Ledakan dahsyat menghantam kota pelabuhan Beirut pada 4 Agustus lalu dan menewaskan setidaknya 190 orang. Ledakan itu menghancurkan ratusan bangunan dan melukai 6.000 orang. Satu bulan seusai insiden ledakan itu, tujuh orang masih dinyatakan hilang. Marwan Abboud, Gubernur Kota Gemmayzeh, mengatakan seekor anjing pelacak yang digunakan relawan Cile mengendus bau dari lokasi bangunan yang runtuh.
Edward Bitar, anggota pegiat Live Love Lebanon yang bekerja sama dengan Topos Chile di Libanon, mengatakan, dengan menggunakan sensor, mereka mendeteksi 18 siklus napas per menit yang berasal dari bawah reruntuhan gedung. “Jika ditemukan, itu keajaiban,” kata Bitar.

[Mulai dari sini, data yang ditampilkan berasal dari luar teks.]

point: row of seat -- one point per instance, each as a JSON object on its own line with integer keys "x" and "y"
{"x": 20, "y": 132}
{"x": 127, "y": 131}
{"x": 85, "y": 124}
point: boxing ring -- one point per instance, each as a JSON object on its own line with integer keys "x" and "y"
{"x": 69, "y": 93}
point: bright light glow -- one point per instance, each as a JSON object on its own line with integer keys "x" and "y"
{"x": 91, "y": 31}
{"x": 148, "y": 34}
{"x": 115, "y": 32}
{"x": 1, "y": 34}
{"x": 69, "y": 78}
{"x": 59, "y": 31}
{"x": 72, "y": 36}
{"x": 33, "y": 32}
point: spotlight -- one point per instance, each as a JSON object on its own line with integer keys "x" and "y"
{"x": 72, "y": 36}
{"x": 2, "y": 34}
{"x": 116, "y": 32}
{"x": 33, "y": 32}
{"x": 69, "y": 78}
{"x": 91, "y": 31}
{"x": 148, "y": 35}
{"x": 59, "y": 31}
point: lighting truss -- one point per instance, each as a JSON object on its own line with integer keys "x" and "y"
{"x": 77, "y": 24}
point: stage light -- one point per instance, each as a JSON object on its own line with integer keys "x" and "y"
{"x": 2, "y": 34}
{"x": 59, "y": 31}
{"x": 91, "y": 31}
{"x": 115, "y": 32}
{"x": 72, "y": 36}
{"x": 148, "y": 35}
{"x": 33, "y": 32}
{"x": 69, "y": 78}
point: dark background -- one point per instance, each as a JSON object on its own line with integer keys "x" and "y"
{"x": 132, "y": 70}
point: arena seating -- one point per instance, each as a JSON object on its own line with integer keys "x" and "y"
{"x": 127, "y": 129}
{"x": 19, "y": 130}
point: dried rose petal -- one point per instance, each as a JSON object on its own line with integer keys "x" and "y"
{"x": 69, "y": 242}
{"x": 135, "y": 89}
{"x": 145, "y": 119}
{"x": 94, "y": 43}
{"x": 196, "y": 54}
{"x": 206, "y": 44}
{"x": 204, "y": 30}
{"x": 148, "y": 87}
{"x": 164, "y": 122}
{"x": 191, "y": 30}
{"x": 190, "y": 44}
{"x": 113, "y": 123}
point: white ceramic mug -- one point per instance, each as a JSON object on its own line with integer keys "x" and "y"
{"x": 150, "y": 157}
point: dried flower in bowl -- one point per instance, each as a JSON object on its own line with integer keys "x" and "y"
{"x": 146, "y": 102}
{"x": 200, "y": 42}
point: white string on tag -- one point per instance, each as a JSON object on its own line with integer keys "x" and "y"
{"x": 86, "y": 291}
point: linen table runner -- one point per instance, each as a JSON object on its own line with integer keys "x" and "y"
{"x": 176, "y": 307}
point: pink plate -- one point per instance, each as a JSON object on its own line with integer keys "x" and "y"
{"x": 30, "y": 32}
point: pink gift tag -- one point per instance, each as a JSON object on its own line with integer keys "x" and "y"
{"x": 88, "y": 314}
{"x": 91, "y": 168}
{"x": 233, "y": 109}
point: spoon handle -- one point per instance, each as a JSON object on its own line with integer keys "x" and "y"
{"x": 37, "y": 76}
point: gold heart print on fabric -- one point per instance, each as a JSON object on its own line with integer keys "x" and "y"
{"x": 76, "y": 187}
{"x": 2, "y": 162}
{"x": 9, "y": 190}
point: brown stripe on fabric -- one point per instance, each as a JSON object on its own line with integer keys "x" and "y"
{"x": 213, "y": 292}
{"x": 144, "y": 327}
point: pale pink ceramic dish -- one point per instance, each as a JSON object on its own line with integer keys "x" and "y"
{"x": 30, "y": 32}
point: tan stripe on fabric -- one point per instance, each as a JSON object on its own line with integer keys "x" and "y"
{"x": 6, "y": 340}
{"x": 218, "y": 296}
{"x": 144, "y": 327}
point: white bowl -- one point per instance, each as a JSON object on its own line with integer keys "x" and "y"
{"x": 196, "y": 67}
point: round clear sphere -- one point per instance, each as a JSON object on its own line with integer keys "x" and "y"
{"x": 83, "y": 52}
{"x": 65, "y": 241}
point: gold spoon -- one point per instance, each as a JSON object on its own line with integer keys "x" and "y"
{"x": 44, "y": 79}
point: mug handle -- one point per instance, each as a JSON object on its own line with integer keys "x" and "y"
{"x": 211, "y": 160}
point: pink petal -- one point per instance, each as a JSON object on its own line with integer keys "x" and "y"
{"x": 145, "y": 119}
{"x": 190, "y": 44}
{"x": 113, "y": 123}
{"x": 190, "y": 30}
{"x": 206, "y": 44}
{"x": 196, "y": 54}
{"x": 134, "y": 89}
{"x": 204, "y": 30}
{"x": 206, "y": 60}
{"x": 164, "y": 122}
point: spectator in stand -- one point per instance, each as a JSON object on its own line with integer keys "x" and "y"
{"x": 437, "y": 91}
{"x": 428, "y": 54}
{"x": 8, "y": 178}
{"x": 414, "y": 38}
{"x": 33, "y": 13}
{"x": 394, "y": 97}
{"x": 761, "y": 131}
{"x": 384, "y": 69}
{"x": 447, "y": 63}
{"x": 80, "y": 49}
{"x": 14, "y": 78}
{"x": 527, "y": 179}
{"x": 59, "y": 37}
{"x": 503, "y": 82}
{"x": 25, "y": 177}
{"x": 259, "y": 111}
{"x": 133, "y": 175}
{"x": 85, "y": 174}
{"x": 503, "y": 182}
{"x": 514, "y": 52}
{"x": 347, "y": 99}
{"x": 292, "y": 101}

Topos Chile sering mendatangi zona bencana, termasuk kawasan Fukushima, Jepang, pada 2011 ketika reaktor nuklir meledak. Pada 2010, pegiat itu membantu menyelamatkan seorang pria di Haiti setelah dia menghabiskan 27 hari di bawah reruntuhan akibat gempa bumi.
Bitar mengatakan pemilik gedung telah membuktikan tidak ada orang di dalamnya. Namun sejumlah orang di tempat kejadian mengatakan bahwa mereka telah memberi tahu pasukan keamanan tentang bau akibat pembusukan dari gedung beberapa hari setelah ledakan. Warga di lokasi kejadian menyatakan pasukan keamanan tidak menggeledah puing-puing. Upaya pencarian dan penyelamatan resmi telah lama dibatalkan.
Setelah adanya deteksi itu, upaya pencarian yang dipimpin sukarelawan pada Kamis lalu dimulai kembali pada pagi hari dan berlanjut hingga Jumat pagi. Tim membersihkan puing-puing bangunan dibantu petugas pemadam kebakaran dan pertahanan sipil.